The cotton market ended modestly higher Tuesday despite the price erosion occurring in the Chicago grains. Both corn and beans were sharply lower as increased rains and moderating temperatures are helping those crops, while steep rains in the Delta are punishing cotton.
Over the weekend, Tropical Storm Claudette dumped copious amounts of rain across the U.S. Delta, but Tuesday lagging feeder bands continue to heavily shower that area, as well as the Southeast.
Some Traders are gearing up for July cotton’s delivery on Thursday. All participants must exit the spot market by Wednesday’s close or become entangled with the delivery process. At the start of Tuesday’s trading, spot July’s open interest roughly stood at 6900 contracts. July futures will expire on July 8.

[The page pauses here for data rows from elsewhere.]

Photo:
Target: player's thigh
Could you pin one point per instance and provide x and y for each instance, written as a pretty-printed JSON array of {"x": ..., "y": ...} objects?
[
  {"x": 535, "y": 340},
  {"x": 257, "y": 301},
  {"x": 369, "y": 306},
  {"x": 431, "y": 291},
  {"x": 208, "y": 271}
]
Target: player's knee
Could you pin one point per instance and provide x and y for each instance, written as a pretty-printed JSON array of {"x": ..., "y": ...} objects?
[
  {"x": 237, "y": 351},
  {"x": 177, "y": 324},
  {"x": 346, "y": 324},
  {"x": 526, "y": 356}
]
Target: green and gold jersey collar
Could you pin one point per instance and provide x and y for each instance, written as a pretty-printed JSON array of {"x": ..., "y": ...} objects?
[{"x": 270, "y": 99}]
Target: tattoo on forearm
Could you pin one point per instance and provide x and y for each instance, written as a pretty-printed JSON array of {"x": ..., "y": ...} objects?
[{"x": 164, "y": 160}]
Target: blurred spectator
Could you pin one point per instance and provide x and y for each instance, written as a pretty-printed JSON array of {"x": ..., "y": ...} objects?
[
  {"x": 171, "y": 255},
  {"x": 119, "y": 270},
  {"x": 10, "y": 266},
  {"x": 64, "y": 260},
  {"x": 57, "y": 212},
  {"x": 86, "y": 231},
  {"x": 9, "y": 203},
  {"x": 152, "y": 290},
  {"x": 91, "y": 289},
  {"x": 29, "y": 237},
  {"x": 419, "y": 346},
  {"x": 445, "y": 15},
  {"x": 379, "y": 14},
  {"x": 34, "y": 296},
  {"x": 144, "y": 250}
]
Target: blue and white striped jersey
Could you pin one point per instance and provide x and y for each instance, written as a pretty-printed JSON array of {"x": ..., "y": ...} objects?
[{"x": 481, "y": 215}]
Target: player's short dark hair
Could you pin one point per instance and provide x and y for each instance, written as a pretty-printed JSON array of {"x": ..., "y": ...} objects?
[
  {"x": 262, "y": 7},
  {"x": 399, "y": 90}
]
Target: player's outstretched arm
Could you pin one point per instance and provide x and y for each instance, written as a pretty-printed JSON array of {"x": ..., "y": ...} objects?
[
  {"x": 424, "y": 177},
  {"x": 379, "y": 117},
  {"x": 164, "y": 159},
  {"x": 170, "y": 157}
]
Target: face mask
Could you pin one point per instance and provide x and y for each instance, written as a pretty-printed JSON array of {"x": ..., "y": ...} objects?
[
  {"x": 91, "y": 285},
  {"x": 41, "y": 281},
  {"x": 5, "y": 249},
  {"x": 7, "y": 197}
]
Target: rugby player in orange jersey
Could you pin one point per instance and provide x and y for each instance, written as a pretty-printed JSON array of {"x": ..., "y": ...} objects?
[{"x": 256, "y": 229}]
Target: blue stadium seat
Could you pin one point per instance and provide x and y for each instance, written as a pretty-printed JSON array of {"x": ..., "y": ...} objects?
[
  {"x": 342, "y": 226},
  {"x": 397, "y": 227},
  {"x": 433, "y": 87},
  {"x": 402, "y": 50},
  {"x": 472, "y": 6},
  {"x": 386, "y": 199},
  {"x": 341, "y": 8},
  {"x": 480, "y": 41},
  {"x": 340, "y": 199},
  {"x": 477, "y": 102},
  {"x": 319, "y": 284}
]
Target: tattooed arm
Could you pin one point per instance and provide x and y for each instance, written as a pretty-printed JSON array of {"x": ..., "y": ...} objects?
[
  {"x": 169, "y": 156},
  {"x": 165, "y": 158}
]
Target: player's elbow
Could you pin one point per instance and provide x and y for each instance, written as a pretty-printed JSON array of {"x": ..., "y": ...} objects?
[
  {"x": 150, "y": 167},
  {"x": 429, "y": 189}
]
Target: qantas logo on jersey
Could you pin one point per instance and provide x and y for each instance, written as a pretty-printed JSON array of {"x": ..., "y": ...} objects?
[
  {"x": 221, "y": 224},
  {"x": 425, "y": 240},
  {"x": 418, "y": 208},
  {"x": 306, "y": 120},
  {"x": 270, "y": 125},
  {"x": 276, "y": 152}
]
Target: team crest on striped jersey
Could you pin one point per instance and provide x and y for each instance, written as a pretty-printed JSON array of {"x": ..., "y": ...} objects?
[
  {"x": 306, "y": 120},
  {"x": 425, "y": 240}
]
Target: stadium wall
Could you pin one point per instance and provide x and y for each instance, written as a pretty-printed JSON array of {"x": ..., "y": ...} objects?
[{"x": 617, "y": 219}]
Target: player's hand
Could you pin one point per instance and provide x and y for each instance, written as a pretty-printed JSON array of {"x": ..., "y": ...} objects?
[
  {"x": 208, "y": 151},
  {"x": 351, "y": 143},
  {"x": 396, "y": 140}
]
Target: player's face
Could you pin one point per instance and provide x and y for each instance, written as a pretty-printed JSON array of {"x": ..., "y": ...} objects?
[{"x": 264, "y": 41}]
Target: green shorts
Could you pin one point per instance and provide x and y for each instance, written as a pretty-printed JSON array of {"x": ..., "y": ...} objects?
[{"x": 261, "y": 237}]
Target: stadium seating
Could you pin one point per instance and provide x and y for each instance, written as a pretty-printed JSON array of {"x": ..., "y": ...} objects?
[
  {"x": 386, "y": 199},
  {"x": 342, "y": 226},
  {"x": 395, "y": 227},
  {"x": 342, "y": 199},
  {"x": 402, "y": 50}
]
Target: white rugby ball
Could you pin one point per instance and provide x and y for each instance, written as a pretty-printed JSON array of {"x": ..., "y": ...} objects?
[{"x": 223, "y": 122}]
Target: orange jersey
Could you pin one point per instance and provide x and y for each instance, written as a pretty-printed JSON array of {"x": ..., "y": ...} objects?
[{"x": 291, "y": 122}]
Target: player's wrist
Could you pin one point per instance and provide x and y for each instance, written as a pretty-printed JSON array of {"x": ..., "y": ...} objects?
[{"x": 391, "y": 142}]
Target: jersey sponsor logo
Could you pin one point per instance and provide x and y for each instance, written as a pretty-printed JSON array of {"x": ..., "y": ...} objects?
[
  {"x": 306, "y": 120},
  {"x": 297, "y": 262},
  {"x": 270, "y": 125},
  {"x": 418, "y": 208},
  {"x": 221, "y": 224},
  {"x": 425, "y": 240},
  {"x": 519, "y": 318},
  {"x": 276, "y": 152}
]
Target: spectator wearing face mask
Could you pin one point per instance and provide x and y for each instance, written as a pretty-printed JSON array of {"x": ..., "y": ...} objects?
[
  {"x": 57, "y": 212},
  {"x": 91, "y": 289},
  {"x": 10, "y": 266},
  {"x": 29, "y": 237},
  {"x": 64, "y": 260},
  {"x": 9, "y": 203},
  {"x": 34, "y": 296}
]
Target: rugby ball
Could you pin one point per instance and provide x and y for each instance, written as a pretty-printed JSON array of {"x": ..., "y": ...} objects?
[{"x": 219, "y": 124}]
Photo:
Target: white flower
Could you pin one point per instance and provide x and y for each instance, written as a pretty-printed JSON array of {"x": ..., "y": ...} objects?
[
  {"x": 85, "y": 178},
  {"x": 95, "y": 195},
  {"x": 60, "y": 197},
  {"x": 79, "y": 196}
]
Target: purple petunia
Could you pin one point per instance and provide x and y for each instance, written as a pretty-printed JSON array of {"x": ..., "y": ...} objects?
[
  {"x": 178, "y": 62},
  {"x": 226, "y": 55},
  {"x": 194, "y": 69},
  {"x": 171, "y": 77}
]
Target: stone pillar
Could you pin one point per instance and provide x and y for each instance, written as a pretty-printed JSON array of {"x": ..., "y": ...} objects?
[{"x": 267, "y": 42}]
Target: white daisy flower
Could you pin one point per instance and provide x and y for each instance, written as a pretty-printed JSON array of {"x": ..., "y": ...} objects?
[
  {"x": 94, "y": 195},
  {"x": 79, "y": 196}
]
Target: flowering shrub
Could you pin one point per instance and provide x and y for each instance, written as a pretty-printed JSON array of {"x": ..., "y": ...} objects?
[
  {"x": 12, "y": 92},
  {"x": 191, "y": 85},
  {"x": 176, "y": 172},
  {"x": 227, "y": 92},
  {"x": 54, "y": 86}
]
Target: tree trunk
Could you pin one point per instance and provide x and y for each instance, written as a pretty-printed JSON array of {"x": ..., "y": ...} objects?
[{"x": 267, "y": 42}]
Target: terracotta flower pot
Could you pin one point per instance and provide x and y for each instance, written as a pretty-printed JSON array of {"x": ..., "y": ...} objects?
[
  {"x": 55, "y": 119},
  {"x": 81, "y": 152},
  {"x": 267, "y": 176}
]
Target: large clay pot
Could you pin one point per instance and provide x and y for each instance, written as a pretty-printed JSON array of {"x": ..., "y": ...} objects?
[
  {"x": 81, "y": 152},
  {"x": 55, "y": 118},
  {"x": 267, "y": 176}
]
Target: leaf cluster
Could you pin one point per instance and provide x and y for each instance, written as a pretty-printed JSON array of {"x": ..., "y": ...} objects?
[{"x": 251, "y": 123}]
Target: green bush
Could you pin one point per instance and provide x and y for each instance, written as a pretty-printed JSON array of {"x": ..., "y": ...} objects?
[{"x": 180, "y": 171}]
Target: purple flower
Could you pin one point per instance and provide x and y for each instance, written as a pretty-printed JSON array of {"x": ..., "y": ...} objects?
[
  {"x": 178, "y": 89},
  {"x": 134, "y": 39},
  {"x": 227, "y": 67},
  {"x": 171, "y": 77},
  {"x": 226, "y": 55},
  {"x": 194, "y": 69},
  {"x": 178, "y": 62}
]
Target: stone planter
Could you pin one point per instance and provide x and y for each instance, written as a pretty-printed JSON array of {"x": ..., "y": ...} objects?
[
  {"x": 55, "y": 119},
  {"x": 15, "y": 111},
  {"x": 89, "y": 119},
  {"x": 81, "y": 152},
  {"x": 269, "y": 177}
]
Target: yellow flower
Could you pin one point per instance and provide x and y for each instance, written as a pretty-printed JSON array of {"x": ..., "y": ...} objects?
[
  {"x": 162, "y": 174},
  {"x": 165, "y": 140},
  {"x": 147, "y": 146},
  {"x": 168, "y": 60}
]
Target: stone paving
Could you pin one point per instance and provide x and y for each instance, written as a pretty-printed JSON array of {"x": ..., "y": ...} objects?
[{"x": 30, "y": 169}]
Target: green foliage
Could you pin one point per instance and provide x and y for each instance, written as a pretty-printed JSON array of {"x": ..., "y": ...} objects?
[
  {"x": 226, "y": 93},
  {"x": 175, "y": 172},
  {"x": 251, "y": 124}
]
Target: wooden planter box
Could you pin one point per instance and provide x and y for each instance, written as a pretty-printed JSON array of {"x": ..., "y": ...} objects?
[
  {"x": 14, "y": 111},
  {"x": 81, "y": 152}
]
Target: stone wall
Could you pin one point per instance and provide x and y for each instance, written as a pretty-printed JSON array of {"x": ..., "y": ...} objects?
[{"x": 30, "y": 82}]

Also, on Thursday, USDA will issue its weekly export sales report. Currently, old-crop sales are running 108% of the government revised target. Thus far for the 2020-21 season, Pakistan, the world’s number four producer, has been the biggest buyer.
The U.S. dollar was lower Tuesday as Fed Chairman Powell’s comments to certain congressional committees continues to echo the sentiments of transitory inflation.
For Tuesday, July closed at 84.22 cents, up 0.13 cent, December settled 85.64 cents, up 0.45 cent and March 2022 ended at 85.45 cents, 0.37 cent higher; estimated volume was 20,020 contracts.